I wake this morning, struggle into fleece pants, boots, mittens, two sweatshirts (because I can't find my jacket) and get Savvy out for her first business of the day. Peering through the dark, I see never falling from the sky.

I'm calling it Accidental Snow. Because it's not supposed to happen this way. Too early, I'm not ready, it takes away the beauty of the trees and my last valiant dahlias fighting the inevitable.

There's a space between will and could and never. It's the latter space--between could and never--where God likes to play.

My head can comprehend the could but my heart fears the never, because the closer I get , the more God has to pry my fingers away from the maybe-later.

That snow coming down is today's Accidental Never. With God, it's never accidental. And I'm so afraid of slipping...

Monday, October 12, 2009

Tuesday, October 6, 2009

The Image of the Invisible God

Savvy's second trip outside this morning was around 7 A.M. (Note the second trip...for which I hope to garner much sympathy.) The sun was cresting the trees in the east, leaving no mystery as to its rising. Because of its position, it shone directly on one of our second-floor windows.

As I walked around the lawn, imploring Savvy to do her duty, I discovered a "hot" spot in the air. Given it was a little over forty degrees and the cold mist was still rising from the grass, I was surprised to find such heat. I turned toward the house, realized I was being hit flush in the face by the reflection of the sun off the glass of that second-story window.

Sun--to window--to me. Not the most graceful of metaphors but I couldn't help but enjoy the power of such warmth, and the wonder of it being imparted to me. Especially because we think of the transparency of glass, and not of its power to give back light.

Were I only so transparent and yet so reflective.

Monday, October 5, 2009

Bear Ye One Another's Burdens

You'd like to think that having a young puppy would be rife with opportunities to meditate on the wonders of creation, new life, love, and general puppy cuteness.

I spend most my time meditating on poop. More specifically, when and where is it coming?

Curious how Savvy can pee predicably. Her BMs, while blessedly infrequent, seem to bear no relation to what she's fed, when she's exercised, or even how excited she becomes. She has no angst about dropping a present, though if she poops inside, she'll be sure to bark and whine until I clean it up.

Savvy is at least showing some small aptitude of finding a spot that's out of the way. That requires me to dig out a flashlight and hunt down her messes. I am resolved never to let one sit in our yard but to speed and scoop, keeping our lawn pristine and my bare feet free of that sickening "what just squished between my toes" sensation.

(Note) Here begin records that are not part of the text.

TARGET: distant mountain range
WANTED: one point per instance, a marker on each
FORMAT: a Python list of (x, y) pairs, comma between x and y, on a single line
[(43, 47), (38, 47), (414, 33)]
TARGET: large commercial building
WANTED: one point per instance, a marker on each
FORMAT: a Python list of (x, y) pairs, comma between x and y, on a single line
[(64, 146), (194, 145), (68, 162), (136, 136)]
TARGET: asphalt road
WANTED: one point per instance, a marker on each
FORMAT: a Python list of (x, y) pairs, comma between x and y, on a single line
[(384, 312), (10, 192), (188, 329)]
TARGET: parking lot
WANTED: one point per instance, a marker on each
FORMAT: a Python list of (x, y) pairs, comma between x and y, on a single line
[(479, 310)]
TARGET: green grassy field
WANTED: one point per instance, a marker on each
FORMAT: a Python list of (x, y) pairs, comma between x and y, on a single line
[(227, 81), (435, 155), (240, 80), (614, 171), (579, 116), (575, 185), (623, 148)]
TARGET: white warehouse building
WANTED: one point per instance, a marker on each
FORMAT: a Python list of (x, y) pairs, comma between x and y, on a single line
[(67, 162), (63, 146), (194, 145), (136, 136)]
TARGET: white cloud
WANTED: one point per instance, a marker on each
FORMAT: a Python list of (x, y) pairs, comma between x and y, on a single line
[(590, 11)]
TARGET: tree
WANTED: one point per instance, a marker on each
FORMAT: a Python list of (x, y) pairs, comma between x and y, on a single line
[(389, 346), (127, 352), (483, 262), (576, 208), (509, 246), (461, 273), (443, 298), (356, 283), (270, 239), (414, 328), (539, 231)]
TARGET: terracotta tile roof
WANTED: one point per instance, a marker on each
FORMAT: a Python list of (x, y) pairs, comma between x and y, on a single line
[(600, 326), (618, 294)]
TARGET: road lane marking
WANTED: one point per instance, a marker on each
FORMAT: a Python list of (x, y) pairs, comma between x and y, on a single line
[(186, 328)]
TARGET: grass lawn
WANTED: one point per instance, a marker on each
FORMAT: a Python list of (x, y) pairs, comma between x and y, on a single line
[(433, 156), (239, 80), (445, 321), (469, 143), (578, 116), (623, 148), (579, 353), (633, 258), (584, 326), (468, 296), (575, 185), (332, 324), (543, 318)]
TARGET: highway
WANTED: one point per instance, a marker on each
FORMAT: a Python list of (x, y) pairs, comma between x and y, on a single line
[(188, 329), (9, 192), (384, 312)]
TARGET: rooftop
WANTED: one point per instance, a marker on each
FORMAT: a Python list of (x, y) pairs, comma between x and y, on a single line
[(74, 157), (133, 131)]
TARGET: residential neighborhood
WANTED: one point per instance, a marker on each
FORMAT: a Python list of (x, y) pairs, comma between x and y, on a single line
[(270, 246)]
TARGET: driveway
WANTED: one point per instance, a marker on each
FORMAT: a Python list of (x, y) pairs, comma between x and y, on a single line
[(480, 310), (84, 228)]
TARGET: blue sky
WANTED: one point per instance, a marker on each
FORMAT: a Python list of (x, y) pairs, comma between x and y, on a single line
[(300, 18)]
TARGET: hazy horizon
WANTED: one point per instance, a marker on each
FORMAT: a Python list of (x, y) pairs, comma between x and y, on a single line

Having worked through some issues with my church brethren this past year, it seems to me that crises in the body of Christ seem to follow the same pattern. With all our wisdom, we want to be able to predict when and where but, when we least expect it, some stinky drops in our mist. Sometimes it takes some doing to root it and scoop it before another joins it. Most of the time, we don't smell it until it's spread far and wide.

Oh Lord, if only my spiritual nose and my faithfulness were half as developed as my passion for puppy poop!